Born with the intention of reducing the financial costs of surgical production at CHEDV, the “Reduction of Waste in Cataract Surgery” project ended up focusing only on the environmental aspect of this specific intervention, which was chosen as the object of the experiment because was “very fast” with a average duration of 15 to 20 minutes, and every year it is performed “in large numbers”, always on an outpatient basis.

For Marcos Pacheco, the transformation carried out was “very simple in logistical terms”, but “very complicated behaviour” due to the difficulty of attracting health professionals to the process and convincing them of the relevance of the change.

“Everything is a matter of mentality and philosophy,” says Marcos Pacheco. “People were used to that procedure, to the use of all those objects, and they didn’t question whether they were really necessary. resistant to change and the biggest struggle was to make them see how that implied so much waste”, he reveals.

The anesthesiologist adds that most of the professionals approached argued that “what has always been done in the same way should not be changed” and they did not realize that “the solution does not lie so much in taking a giant step as in adding many small steps” about the day-to-day.

“That is why the focus should not be on reducing financial costs, because then the professional sees his effort as something that only leads the State to withdraw money from Health to apply it in other areas; the angle should be at preservation of the environment and the planetbecause that way the doctors, nurses and everyone involved understand that they are taking care of what is left here for their children and for the next generations”, he says.
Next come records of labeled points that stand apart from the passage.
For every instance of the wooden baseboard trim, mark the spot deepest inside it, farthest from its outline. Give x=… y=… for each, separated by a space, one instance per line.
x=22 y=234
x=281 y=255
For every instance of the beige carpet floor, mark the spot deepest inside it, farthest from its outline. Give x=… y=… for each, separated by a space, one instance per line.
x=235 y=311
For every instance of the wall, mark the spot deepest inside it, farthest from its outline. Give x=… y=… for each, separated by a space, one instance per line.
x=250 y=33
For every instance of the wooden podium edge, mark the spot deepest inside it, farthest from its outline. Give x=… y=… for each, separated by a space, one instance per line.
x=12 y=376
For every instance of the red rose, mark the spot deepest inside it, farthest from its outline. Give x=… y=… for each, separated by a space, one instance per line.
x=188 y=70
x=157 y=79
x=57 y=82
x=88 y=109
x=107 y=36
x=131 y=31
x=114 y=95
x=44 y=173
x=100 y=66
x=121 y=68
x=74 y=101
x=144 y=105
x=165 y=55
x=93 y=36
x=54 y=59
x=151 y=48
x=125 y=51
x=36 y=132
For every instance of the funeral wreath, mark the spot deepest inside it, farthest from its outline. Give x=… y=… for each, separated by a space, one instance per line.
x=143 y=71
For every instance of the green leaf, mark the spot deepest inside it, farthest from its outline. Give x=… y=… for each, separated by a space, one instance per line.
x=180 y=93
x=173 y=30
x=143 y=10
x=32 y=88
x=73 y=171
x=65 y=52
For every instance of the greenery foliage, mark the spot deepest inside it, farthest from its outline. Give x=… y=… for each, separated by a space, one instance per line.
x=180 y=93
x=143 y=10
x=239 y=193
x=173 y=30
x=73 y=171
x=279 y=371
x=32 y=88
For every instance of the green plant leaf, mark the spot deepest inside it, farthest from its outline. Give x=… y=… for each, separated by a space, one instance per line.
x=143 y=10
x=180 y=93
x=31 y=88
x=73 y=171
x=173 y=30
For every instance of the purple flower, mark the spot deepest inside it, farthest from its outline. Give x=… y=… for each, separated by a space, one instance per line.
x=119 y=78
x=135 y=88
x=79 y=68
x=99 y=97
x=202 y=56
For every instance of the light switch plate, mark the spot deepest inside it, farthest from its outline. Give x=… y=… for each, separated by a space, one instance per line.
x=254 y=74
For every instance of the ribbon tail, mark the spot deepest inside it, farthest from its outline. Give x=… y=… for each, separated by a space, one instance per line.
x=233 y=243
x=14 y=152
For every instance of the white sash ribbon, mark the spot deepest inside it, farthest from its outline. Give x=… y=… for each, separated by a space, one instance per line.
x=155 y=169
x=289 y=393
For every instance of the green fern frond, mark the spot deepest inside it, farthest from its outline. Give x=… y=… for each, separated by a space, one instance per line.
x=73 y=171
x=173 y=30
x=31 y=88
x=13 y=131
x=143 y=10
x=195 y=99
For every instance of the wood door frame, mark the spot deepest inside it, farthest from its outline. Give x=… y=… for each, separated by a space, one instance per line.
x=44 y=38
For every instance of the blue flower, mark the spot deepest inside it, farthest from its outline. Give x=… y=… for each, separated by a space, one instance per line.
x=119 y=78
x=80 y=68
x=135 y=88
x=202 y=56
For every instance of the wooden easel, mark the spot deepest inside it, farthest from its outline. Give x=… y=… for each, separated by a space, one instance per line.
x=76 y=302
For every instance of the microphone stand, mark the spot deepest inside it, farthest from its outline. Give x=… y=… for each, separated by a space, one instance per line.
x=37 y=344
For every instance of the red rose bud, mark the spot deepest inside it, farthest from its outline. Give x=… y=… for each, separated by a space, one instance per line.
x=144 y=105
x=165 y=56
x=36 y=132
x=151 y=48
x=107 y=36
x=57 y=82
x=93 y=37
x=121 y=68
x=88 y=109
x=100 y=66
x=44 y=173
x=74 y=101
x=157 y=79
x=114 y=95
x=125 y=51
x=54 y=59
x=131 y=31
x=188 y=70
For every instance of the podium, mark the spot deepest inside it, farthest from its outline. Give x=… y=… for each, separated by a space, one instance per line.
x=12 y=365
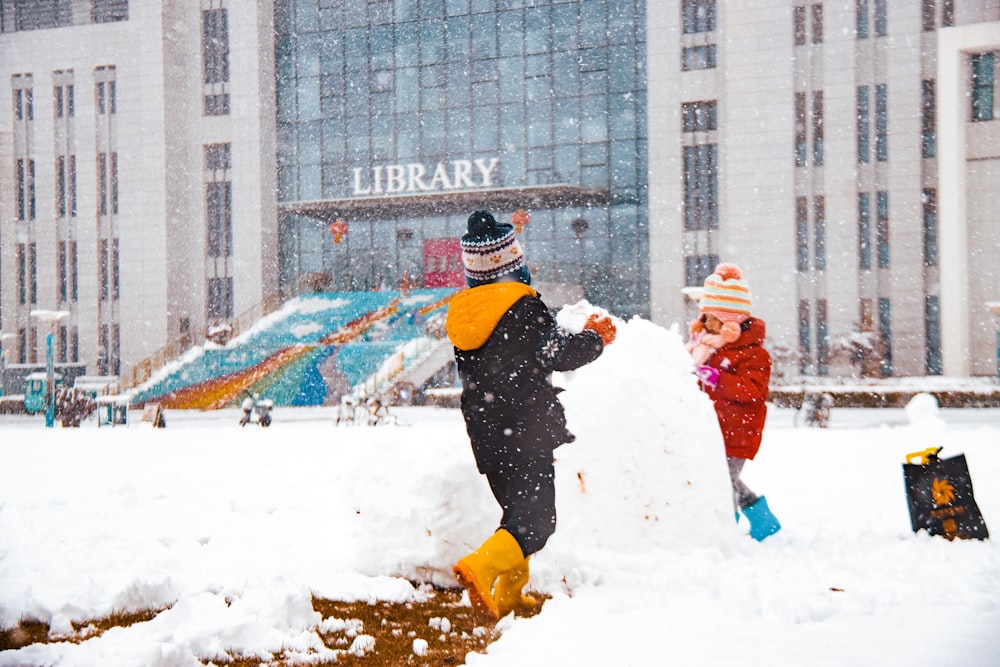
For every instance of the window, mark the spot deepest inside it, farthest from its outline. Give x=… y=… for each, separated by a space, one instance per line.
x=817 y=124
x=932 y=326
x=61 y=343
x=885 y=329
x=25 y=175
x=805 y=333
x=929 y=199
x=698 y=57
x=822 y=344
x=217 y=157
x=802 y=233
x=102 y=274
x=105 y=90
x=102 y=183
x=699 y=116
x=215 y=61
x=32 y=273
x=928 y=19
x=73 y=273
x=115 y=271
x=864 y=231
x=699 y=267
x=947 y=13
x=881 y=19
x=882 y=228
x=698 y=16
x=61 y=186
x=22 y=346
x=817 y=24
x=220 y=298
x=36 y=15
x=72 y=185
x=108 y=11
x=22 y=188
x=928 y=118
x=799 y=25
x=701 y=187
x=215 y=45
x=22 y=274
x=982 y=86
x=61 y=267
x=800 y=129
x=218 y=218
x=114 y=183
x=819 y=231
x=881 y=122
x=216 y=105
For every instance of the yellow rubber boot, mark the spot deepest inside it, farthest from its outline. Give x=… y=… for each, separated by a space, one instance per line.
x=479 y=571
x=508 y=595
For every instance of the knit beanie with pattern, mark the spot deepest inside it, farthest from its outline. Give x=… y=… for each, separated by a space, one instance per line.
x=490 y=250
x=727 y=296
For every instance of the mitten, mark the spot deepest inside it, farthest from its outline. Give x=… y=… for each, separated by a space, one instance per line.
x=708 y=375
x=604 y=327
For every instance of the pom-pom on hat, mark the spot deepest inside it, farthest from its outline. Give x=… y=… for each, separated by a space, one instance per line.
x=726 y=295
x=490 y=250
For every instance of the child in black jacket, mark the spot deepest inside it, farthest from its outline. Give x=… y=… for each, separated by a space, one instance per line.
x=507 y=344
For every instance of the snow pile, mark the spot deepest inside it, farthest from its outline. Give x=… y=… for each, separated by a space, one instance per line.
x=231 y=531
x=923 y=412
x=648 y=452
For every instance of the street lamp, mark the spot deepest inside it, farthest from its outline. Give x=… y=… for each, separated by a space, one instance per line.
x=50 y=318
x=3 y=357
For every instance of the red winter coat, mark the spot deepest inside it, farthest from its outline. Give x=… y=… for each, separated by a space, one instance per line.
x=739 y=397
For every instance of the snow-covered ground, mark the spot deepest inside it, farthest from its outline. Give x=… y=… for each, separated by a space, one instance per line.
x=234 y=529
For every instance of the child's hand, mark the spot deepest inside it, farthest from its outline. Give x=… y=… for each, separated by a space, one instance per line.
x=708 y=375
x=604 y=327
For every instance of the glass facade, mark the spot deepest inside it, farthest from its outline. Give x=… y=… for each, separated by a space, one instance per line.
x=398 y=118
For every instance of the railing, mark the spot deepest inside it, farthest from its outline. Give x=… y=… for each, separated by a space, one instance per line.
x=143 y=370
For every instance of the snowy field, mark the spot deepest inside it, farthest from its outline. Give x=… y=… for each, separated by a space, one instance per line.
x=232 y=530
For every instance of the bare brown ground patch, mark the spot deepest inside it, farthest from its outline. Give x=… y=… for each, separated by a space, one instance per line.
x=450 y=628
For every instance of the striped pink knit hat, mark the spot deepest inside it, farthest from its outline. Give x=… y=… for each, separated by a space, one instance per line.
x=727 y=296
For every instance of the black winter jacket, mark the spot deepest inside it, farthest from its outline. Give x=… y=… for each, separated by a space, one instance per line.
x=507 y=344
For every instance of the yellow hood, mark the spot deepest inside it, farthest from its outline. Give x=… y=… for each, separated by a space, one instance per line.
x=474 y=313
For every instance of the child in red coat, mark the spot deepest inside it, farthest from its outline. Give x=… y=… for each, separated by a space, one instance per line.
x=734 y=369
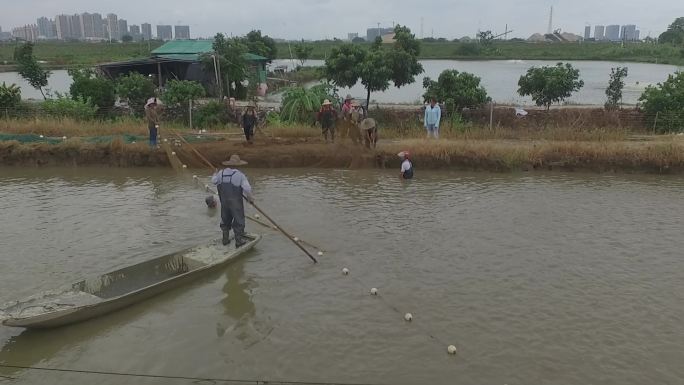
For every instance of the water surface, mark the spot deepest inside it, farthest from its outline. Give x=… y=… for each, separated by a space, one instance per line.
x=536 y=278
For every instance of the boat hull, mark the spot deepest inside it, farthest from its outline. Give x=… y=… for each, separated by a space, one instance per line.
x=107 y=305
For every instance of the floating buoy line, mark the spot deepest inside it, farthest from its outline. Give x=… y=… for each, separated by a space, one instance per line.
x=408 y=317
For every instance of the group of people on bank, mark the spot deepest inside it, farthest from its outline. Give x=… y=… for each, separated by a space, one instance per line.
x=233 y=188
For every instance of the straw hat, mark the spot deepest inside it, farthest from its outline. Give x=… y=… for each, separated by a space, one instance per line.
x=234 y=161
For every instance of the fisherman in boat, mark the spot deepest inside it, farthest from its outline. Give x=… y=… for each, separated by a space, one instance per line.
x=406 y=165
x=232 y=187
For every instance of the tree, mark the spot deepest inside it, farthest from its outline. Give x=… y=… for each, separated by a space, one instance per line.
x=260 y=45
x=486 y=38
x=303 y=52
x=135 y=89
x=375 y=73
x=232 y=65
x=299 y=104
x=666 y=101
x=182 y=92
x=10 y=96
x=456 y=90
x=88 y=85
x=615 y=86
x=547 y=85
x=674 y=33
x=403 y=57
x=29 y=69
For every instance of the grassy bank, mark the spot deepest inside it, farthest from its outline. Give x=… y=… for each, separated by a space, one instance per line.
x=62 y=54
x=601 y=150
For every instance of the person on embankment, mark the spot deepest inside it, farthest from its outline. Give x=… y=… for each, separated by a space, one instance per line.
x=152 y=117
x=327 y=116
x=233 y=187
x=433 y=115
x=406 y=165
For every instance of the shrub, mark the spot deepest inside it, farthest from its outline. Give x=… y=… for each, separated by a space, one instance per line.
x=212 y=114
x=299 y=104
x=66 y=107
x=547 y=85
x=666 y=101
x=10 y=95
x=182 y=91
x=88 y=85
x=135 y=89
x=456 y=90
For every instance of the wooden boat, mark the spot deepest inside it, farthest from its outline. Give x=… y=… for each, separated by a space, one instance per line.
x=106 y=293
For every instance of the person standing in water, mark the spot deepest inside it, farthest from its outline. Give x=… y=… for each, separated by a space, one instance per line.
x=406 y=165
x=327 y=116
x=233 y=187
x=249 y=121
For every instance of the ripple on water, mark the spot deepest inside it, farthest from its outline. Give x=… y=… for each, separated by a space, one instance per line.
x=535 y=278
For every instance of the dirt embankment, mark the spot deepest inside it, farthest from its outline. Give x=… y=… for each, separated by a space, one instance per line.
x=664 y=155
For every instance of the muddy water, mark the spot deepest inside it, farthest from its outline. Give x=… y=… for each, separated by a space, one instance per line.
x=537 y=279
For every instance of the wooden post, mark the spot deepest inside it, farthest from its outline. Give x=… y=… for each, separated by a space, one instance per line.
x=190 y=112
x=491 y=115
x=159 y=74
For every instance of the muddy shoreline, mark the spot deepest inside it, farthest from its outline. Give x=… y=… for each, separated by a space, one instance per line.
x=661 y=157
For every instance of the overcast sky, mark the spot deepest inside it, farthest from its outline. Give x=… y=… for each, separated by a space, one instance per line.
x=315 y=19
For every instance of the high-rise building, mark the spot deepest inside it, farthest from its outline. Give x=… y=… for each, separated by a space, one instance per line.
x=63 y=27
x=113 y=26
x=613 y=32
x=76 y=31
x=599 y=32
x=45 y=30
x=27 y=32
x=628 y=32
x=98 y=26
x=182 y=32
x=123 y=28
x=146 y=31
x=164 y=32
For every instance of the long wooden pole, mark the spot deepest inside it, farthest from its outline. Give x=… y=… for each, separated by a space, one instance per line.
x=283 y=231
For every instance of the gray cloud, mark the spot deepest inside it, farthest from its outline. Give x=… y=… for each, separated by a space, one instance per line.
x=313 y=19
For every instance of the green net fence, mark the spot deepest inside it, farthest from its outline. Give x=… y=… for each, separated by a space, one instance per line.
x=104 y=139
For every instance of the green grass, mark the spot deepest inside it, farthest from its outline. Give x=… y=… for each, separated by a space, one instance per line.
x=63 y=54
x=632 y=52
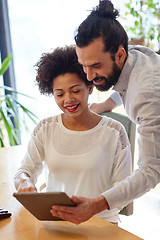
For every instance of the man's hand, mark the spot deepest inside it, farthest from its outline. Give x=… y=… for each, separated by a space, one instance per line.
x=84 y=210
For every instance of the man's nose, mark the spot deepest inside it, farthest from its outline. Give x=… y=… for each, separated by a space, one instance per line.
x=68 y=97
x=90 y=73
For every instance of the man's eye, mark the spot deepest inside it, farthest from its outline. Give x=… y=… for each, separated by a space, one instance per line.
x=60 y=95
x=97 y=66
x=76 y=91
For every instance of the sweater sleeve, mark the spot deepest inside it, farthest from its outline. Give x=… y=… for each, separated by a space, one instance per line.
x=32 y=161
x=116 y=98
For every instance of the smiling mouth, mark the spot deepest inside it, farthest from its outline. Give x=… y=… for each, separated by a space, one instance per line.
x=72 y=108
x=99 y=81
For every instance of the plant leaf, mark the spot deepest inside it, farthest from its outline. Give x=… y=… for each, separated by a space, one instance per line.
x=5 y=64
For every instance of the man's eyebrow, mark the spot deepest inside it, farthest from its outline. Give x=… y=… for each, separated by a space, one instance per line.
x=59 y=89
x=92 y=65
After the presentation of the “Residue Reduction in Cataract Surgery” project in Dubai, the project coordinators have already been consulted with a view to Replication of the experience in a hospital in Singapore and in units represented by the Portuguese Group of Implant-Refractive Surgery.

The CHEDV is also preparing an identical protocol change “in other rapid and frequent surgeries that only require local anesthesia”, such as those aimed at eliminating dermatological signs and those related to carpal tunnel syndrome.

Hoping that the example of the Feira and São João da Madeira hospitals can inspire more environmental efficiency in other units, Nuno Alçada points to three more statistical data to highlight why the reduction of hospital waste is particularly urgent: “The sector Health is one of the fastest growing industries in the world, it is responsible for almost 5% of greenhouse gases worldwide and, if it were a country, it would be the fifth polluter on the planet”.